Description
Sentiment analysis or opinion mining focuses on identifying and categorizing opinions expressed in text toward a particular topic, product, or service is positive, negative, or neutral. This technology is widely used in monitoring and analyzing customer feedback, market research, and social media monitoring to understand consumer sentiment.
Amazon reviews are a rich data source for sentiment analysis because they consist of a textual review and a star rating, typically on a scale from 1 to 5 stars, which clearly indicates the customer’s sentiment towards the product. These reviews are written by customers who have purchased and used the products, offering their opinions, experiences, and satisfaction levels. Sentiment analysis on Amazon reviews involves processing and analyzing these texts to extract insights about general sentiment, specific features of the product that customers liked or disliked, and overall customer satisfaction. Such analysis helps businesses improve products, address customer concerns, and make strategic decisions.

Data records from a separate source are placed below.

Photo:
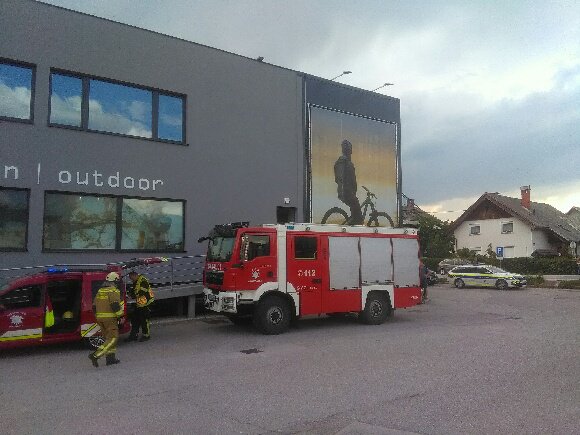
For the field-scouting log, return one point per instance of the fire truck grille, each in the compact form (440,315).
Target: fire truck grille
(213,277)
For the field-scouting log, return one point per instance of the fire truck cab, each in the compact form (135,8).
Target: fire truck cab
(275,273)
(54,305)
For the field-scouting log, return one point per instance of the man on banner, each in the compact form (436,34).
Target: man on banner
(345,178)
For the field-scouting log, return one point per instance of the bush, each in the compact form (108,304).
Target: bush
(540,266)
(523,265)
(573,284)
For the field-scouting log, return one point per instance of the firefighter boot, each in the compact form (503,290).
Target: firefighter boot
(94,359)
(111,359)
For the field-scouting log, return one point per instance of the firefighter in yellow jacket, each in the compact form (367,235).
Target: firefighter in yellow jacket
(143,299)
(108,308)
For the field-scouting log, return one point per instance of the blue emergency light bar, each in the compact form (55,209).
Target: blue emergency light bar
(57,270)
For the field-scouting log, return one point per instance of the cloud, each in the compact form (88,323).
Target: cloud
(114,122)
(66,111)
(14,102)
(489,91)
(492,148)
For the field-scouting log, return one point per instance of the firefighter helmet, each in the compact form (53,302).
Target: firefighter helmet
(112,277)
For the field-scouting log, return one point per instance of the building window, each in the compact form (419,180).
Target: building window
(22,297)
(77,221)
(16,91)
(66,100)
(507,227)
(509,252)
(13,219)
(170,124)
(105,106)
(152,225)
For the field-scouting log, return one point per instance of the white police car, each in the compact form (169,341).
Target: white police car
(485,276)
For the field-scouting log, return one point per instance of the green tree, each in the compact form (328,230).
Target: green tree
(436,237)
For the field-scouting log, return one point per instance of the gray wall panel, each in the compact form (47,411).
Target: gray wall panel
(244,125)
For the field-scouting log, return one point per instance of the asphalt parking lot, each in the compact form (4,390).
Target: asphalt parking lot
(473,361)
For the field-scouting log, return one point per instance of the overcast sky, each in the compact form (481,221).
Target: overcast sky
(489,90)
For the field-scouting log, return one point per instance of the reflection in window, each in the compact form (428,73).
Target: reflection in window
(152,225)
(119,109)
(65,100)
(15,91)
(79,222)
(13,219)
(105,106)
(170,118)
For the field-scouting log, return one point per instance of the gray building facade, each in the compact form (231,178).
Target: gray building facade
(118,142)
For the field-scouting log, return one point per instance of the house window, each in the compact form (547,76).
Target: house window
(105,106)
(507,227)
(94,222)
(16,91)
(13,219)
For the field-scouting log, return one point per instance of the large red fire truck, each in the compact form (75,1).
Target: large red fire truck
(275,273)
(62,293)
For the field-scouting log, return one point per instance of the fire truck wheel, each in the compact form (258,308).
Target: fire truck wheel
(94,342)
(377,309)
(272,315)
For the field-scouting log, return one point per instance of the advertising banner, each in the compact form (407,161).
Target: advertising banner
(353,169)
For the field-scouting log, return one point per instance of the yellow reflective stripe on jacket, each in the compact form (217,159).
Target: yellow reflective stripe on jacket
(21,334)
(49,319)
(106,315)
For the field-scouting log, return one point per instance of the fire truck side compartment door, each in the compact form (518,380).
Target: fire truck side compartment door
(344,292)
(406,259)
(376,260)
(306,270)
(22,315)
(344,263)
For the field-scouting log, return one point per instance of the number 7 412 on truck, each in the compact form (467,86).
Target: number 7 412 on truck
(273,274)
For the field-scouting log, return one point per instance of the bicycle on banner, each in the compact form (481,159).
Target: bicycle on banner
(337,215)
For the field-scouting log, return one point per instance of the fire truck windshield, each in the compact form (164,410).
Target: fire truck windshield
(220,249)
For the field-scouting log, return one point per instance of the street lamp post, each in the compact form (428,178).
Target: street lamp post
(341,74)
(382,86)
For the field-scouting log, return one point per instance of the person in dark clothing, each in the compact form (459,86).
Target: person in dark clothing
(345,178)
(424,283)
(143,296)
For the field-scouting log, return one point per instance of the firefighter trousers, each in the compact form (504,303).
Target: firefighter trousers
(110,331)
(140,320)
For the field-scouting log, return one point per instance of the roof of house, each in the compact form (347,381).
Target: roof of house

Use Amazon reviews for one or more categories of products found here:
https://cseweb.ucsd.edu/~jmcauley/datasets/amazon/links.html
Clean and preprocess the data including removing irrelevant information, stop words, lower casing and standardizing the text format for analysis. dataset. Apply sentiment analysis techniques to the preprocessed review texts as discussed in the class and starter program. Finally, analyze the results to identify patterns and insights.
Tasks
- Data Preprocessing:
- Load the dataset and perform initial exploration to understand its structure.
- Clean the text data, including removing special characters, stopwords, applying lowercasing, and other tasks as you deem necessary.
- Word2Vec, fasttext embeddings
- Create 100D, 200D or 300D vectors using both Word2Vec (CBOW and SkipGram separately), and fasttext algorithms
- Average the vectors to create new average vector columns in the df
- Perform EDA to analyze associations between vectors from the three methods above.
- Sentiment Analysis:
- Use Overall rating (1-5 scale) column and convert it to a binary column (1&2 = Negative, 4&5 = Positive, remove 3 category data)
- Perform dimension reduction using techniques of your choice (e.g. PCA, LSA, UMAP, LLE, t_SNE etc.)
- Use the reduced dimensions to create classification model (sentiment analysis)
- Use proper ML pipeline techniques by splitting the data into test and train and tuning hyperparameters.
- Perform SA using the above setting (Method 1) + Method 2 (CNN, RNN)
- Lastly, apply VADER and TextBlob on your choice of reviews.
- Comparison:
- Compare various methods in 3 and provide reasoning for the most optimal model.
- Analyze SA on the test data and describe the results in detail.
- Look for patterns in the instances where the model went wrong. For example, filter out reviews where the model made False Positive (or False negative) errors and look for patterns.
Expected Output
Please submit a fully executed jupyter notebook identifying question number and steps. Make sure to add comments to your solution.